Бледный, аккуратный, с выбритыми до синевы щеками, Ромео подошел к
царю, встал на одно колено и опустил голову, - где-то он читал, что если
хочешь признать свою вину - подставляй шею. Павел с недоумением на эту
бледную шею поглядел. "Совсем парень тронулся, - подумал он. - В деревню бы
его, на отдых, а то умом ослабнет и всем другим. Он к тому же и не принц по
крови, непрестолонаследный. Белый весь какой, жалко парня..." - Павел
поискал глазами канцлера и деда Эдю, подозвал обоих.
- Милейшие, принц ваш родственник, если не ошибаюсь? - Дед от внука и
не думал отказываться, а дядя Георгий чуял, что гнев царя иссяк на Иване и
на Репине, тоже кивком признал племянника. - Давайте, пошлем его... на
отдых, на лечение? В деревню, на свежий воздух?..
- Безусловно, государь. Это пойдет ему на пользу.
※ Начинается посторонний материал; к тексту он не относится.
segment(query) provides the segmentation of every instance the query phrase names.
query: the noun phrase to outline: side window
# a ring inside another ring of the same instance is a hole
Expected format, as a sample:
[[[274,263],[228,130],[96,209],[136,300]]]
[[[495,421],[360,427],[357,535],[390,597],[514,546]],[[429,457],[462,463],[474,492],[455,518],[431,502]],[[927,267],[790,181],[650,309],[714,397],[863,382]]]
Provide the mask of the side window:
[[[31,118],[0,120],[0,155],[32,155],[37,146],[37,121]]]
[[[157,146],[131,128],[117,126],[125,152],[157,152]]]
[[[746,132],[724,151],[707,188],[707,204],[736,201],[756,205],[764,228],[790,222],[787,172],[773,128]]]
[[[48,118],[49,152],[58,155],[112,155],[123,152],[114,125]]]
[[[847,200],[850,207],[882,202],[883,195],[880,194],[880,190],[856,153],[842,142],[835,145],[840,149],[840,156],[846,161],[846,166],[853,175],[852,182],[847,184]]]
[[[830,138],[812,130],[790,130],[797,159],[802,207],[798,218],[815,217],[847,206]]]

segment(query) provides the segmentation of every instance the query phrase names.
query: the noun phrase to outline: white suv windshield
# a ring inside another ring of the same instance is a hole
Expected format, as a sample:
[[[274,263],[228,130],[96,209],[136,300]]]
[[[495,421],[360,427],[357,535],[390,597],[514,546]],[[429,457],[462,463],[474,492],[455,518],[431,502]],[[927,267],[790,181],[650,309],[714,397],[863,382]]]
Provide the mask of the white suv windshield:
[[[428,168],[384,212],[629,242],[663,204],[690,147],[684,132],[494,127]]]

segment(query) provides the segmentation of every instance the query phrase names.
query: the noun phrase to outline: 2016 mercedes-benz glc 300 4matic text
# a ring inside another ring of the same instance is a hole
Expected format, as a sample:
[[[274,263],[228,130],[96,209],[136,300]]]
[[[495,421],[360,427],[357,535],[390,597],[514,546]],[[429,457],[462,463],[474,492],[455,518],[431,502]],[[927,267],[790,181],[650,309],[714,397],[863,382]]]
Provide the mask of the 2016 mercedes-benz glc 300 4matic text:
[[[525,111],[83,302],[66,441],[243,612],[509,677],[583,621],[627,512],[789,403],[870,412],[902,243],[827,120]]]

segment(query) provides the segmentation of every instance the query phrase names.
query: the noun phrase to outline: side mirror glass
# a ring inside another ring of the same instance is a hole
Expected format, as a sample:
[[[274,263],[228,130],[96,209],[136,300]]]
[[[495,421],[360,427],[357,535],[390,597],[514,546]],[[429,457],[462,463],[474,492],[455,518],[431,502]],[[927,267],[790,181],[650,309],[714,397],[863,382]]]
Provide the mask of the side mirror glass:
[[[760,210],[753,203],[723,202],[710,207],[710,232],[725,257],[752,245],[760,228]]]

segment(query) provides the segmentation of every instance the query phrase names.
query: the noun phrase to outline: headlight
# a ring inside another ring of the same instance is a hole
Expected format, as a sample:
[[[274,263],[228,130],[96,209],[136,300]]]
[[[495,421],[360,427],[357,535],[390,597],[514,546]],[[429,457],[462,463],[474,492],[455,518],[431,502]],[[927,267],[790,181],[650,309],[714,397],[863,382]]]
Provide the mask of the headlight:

Рыбалка, хороводы.
Очень уместно. - Канцлер поддакнул, а дед кивнул.
- Так вот, - царь перевел взгляд на толпящихся у входа баб, жестом
приказал рындам не застить, и рынды растворились в воздухе. - Почтенные
Настасьи, прошу вас препроводить великого князя Романа к нашему августейшему
дяде, великому князю Никите! Пусть отдохнет князь у вас в деревне, свежим
воздухом подышит, с девками хороводы поводит, рыбку половит...
"Какие у него там с девками хороводы?" - только и успел мысленно
откомментировать канцлер свою же глупость, вспоминая физические особенности
Ромео. Но тут царь встал, давая понять, что больше он этими делами
заниматься не намерен. С живыми принцами разобрался, где хоронить покойного
- не его, царского, ума дело, хоть под забором с зубчиками. Тоню найти - вот
и весь приказ. Дальше - дела, дела, дела... Столько всяких дел в империи - а
император один, больше никак нельзя. Вот и приходится императору все дела
делать самому, с утра до ночи новые указы секретарю диктовать. Сколько на
часах? Опять куранты не подвели с вечера, ничего без присмотра оставить
нельзя... Но до шести пусть еще дневной секретарь поработает, потом вызвать
ночного, многоязычного, и вновь диктовать до остервенения: он заставит эту
сраную империю работать мозгами, а уж заодно и ногами, и руками, тоже мне
страна, сплошные золотые руки, да только растут почему-то из жопы, мать ее,
родину, туда и сюда, туда и сюда, туда и сюда...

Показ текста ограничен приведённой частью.